I stared at the plant, wondering if the groundhog had attacked it. I doubted that. Broccoli and cabbage leaves, yes—he devoured them –but tomato leaves? Never before. Besides, the groundhog usually eats top down. This plant was empty from the bottom up. Two sprigs of leaves were left on top.
As I watched, one of the leaves moved—continually, rhythmically, up and down. Weird. And that leaf was a more apple green than the others. It was segmented too. Putting my book aside I approached the plant. It wasn’t a leaf. It was an ugly green bug masquerading as a leaf! Its relatively large head was actively— continually— chomping on one of the few remaining tomato leaves.
I am not unfriendly to insects. I raise Monarch caterpillars. I smile benevolently at spiders. When I find an ant in my kitchen I carefully capture him and let him go outdoors. But this creature was ruining my chance of eating fresh tomatoes. At the rate it was eating, I was certain it was just a short matter of time before it moved on to the next tomato plant. But I couldn’t touch it. It horrified me. Its busy mouth appeared full of huge teeth. I needed backup.

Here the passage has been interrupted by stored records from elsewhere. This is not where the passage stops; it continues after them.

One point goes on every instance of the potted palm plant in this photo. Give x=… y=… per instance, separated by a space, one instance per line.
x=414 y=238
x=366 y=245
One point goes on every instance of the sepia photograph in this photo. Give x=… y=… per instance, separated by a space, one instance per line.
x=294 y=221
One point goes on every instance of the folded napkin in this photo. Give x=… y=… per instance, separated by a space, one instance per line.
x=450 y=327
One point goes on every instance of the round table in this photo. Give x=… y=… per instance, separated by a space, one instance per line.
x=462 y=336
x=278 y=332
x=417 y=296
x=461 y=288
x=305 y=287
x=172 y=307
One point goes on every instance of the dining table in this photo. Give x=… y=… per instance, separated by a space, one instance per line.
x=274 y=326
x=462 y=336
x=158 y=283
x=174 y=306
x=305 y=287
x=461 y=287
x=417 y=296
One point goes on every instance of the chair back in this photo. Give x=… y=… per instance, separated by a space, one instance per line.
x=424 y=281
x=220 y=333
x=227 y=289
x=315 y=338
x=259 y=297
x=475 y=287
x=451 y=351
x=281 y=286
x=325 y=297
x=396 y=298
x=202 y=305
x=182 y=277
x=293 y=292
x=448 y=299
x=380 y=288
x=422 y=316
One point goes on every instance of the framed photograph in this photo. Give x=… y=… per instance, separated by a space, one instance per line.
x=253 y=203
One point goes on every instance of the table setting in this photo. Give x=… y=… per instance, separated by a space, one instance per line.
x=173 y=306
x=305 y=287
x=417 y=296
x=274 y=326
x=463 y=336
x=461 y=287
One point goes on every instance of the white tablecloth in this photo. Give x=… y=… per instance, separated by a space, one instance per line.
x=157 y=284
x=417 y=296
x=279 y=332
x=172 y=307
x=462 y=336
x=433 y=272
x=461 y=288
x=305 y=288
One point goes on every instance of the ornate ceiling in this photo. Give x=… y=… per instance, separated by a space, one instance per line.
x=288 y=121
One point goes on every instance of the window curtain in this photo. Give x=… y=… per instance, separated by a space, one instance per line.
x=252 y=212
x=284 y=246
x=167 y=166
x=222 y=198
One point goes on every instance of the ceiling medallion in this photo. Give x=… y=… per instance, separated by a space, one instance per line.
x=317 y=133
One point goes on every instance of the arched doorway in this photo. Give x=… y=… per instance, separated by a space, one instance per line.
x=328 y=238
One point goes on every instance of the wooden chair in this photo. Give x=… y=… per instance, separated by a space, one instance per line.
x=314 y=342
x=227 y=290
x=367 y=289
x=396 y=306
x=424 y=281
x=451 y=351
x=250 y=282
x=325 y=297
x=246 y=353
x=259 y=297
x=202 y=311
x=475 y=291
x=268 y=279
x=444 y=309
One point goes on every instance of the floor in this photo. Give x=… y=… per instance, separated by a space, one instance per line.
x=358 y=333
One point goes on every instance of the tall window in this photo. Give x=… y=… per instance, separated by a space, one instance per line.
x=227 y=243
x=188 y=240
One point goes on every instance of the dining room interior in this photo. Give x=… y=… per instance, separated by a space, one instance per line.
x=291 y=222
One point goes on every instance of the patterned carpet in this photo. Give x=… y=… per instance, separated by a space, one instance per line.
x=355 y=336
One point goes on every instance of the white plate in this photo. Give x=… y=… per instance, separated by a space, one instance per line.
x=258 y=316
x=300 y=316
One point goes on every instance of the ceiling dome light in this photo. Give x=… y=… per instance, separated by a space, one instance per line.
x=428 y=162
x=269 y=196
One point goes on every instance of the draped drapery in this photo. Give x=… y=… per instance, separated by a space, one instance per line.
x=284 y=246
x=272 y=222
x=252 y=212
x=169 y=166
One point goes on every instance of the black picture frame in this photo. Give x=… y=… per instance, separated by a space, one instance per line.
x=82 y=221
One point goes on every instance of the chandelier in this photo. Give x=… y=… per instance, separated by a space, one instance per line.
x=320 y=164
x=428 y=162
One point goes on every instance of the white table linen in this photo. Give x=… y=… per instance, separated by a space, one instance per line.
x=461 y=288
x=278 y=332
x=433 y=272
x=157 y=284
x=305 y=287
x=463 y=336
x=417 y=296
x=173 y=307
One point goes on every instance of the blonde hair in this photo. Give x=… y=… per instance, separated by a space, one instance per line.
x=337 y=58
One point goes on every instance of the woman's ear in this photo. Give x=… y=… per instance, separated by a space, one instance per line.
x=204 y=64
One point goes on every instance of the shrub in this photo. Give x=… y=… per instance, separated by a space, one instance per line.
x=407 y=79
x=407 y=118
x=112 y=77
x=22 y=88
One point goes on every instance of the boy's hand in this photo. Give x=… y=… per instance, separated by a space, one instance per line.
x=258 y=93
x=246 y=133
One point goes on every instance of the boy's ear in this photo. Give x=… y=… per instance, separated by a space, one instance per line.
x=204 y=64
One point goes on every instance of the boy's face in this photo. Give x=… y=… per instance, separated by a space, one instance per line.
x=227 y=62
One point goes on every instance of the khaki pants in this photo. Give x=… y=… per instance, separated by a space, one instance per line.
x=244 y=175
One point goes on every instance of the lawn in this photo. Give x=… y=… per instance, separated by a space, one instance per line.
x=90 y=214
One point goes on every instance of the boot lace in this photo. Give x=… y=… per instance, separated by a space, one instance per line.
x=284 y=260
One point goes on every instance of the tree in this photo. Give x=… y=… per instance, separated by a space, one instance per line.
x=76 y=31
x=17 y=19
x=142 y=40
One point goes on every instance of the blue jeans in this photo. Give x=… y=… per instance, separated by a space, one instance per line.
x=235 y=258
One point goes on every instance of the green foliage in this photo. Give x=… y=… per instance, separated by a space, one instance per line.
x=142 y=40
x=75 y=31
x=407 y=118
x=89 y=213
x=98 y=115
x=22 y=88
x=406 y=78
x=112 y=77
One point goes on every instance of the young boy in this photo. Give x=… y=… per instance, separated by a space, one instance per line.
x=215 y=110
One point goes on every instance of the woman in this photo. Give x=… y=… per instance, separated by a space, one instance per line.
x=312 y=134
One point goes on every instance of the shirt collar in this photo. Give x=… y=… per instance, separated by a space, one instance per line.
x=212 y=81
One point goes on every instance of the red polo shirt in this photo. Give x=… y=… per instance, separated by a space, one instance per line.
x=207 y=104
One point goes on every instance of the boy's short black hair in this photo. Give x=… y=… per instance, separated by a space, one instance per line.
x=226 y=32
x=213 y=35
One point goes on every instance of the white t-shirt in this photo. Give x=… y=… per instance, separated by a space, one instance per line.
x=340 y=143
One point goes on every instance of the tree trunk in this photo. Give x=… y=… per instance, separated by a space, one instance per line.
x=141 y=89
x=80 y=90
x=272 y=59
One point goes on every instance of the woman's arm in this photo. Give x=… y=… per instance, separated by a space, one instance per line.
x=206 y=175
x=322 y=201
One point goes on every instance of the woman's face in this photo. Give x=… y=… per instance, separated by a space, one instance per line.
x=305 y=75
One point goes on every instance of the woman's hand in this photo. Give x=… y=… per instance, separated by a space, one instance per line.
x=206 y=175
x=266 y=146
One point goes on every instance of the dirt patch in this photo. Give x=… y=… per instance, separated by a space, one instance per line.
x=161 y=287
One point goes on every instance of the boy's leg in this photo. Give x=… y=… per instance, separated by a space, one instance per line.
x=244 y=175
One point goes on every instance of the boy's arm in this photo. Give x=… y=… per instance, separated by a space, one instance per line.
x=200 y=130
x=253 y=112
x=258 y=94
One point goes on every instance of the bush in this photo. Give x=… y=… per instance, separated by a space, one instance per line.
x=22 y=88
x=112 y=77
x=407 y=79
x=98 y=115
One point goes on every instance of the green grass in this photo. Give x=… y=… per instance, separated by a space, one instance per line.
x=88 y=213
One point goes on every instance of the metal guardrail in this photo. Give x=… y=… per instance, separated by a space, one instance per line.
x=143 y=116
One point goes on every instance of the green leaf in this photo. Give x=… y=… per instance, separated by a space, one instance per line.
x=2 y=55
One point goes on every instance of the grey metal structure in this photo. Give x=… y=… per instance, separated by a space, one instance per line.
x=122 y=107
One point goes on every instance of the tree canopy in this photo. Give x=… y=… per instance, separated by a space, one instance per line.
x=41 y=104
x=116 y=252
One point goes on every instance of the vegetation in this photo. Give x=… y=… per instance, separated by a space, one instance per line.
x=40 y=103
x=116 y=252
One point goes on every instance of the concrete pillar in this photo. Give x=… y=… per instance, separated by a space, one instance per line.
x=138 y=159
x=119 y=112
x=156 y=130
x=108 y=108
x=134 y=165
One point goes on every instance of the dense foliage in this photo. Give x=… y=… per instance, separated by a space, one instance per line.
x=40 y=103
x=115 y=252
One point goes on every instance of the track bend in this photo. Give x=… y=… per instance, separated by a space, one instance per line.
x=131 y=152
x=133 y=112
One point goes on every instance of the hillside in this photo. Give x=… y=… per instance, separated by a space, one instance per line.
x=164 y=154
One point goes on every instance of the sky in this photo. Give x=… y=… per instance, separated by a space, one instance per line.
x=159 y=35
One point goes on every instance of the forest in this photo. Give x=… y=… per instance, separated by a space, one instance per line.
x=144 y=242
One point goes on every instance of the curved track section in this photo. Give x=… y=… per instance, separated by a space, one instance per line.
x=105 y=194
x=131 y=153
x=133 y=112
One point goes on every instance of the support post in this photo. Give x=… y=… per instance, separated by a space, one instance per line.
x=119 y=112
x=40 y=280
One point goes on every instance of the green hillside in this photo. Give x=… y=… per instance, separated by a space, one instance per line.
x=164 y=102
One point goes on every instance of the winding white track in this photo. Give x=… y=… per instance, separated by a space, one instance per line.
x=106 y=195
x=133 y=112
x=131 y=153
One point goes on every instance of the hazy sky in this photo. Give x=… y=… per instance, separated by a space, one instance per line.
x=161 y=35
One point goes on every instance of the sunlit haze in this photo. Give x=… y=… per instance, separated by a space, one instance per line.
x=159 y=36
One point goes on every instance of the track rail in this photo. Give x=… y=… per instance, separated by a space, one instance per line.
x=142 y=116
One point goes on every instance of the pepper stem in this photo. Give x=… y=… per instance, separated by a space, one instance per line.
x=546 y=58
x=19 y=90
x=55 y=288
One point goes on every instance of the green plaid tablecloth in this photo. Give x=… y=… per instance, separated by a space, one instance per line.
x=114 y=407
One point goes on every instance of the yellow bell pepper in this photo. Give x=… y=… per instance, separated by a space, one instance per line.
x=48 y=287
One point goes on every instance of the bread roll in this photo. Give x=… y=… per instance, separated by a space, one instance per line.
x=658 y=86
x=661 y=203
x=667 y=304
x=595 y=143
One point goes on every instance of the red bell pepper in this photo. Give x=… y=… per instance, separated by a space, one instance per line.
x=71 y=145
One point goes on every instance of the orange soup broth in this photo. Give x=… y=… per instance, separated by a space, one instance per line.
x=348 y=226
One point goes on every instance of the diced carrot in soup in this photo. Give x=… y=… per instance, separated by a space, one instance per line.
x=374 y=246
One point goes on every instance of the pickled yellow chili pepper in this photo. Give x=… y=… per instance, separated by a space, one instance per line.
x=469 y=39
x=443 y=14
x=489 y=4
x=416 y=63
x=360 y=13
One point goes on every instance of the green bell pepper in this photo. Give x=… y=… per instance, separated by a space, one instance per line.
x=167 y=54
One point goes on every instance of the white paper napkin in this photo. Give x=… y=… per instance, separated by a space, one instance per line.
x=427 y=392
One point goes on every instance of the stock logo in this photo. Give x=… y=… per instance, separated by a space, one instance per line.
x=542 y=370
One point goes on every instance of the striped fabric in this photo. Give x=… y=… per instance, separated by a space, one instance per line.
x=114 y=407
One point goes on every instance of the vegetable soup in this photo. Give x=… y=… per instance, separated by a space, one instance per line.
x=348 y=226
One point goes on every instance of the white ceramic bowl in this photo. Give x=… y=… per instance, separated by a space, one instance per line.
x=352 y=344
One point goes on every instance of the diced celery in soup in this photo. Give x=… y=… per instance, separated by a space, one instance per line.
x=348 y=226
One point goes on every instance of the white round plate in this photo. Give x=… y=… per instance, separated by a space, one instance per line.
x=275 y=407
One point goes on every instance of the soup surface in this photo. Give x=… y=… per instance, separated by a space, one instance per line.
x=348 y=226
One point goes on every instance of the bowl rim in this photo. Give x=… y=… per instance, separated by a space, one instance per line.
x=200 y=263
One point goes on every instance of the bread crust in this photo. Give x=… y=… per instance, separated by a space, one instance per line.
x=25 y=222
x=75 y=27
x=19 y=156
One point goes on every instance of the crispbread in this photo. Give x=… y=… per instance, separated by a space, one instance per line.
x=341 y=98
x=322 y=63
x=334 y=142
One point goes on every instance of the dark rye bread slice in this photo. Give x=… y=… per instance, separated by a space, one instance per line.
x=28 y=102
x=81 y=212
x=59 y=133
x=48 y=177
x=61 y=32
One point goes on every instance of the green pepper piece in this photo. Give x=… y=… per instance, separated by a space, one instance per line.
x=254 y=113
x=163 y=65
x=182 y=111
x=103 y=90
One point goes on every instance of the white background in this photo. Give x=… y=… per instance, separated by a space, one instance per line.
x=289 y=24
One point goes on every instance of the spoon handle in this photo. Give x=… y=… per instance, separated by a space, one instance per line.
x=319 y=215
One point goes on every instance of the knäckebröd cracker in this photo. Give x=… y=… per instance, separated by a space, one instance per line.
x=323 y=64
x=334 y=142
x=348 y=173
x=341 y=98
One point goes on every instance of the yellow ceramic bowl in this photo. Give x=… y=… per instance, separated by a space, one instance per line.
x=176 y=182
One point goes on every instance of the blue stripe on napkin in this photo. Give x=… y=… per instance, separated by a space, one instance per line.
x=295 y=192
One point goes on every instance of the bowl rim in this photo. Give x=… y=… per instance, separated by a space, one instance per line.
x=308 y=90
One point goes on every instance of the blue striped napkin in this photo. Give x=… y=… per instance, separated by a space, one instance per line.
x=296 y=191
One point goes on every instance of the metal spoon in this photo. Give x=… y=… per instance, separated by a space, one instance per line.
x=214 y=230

I called my son out to look. “Yuck, that’s ugly,” he said. “What is it?”
“I don’t know but we have to stop it.”
“You stop it,” he said. “I’m not touching it.”
Joe retreated to his computer to look up the bug, Googling on “worm” and “tomato.” Seems our marauder is a Horned Tomato Worm. This picture came from http://grapeseedfarmproject.wordpress.com/.
Meanwhile, I called my husband, who saved the day—and the tomato plant. He removed the twig on which the segmented green monstrosity feasted, plunged it into the bird bath, and held it down. I admit to feeling a twinge of guilt about our taking a life. But at the same time, I hope the deceased has no relatives nearby.